Estelle went for his throat, like Jono knew she would, and he was ready for it, Fenrir slipping through his soul and mind to guide him. Jono used his longer reach to grab her by the shoulder with one hand and her throat with the other, claws sinking into pale, thin flesh that would never carry a demon again.
Jono yanked her close, claws meeting within the warm flesh of her neck, blood flowing down his hand and wrist. Estelle’s mouth moved around silent words as she stared at him with wide amber eyes, her own claws scraping over his arms with little strength.
“Stay human,” Jono said, Fenrir’s power imbuing the order with a command she couldn’t hope to fight.
Estelle shuddered in his hold, amber eyes going wide as she realized his will, backed by Fenrir, was something that would break her.

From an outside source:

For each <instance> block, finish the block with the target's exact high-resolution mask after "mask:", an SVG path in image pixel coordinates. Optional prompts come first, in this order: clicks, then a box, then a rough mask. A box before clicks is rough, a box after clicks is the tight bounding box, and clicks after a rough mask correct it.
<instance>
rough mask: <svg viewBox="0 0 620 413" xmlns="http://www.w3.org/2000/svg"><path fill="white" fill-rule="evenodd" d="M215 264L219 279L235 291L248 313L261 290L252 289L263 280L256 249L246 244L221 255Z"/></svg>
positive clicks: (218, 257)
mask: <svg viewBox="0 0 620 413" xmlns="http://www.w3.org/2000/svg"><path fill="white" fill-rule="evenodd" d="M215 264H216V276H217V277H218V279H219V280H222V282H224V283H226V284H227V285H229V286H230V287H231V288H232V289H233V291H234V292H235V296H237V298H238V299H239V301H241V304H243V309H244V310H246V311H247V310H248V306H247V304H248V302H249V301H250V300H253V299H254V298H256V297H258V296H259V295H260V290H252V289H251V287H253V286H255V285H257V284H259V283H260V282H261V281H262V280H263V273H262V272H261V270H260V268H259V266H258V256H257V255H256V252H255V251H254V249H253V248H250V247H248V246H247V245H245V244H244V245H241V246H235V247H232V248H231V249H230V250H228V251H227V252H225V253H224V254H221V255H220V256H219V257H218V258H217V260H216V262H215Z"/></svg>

Then Jono tore out her throat so deep he could see the shiny white vertebrae of her spine before blood bubbled up to cover the bone.
Jono dropped Estelle like the rubbish she was, watching as she fell to her knees, hands rising to her throat and the blood pouring out of it, jaw tipped down at an unnatural angle with no muscle to support it. Estelle slumped to the side, gravity pulling her down, until she lay on the ground, adding her blood to the mix that had already spilled.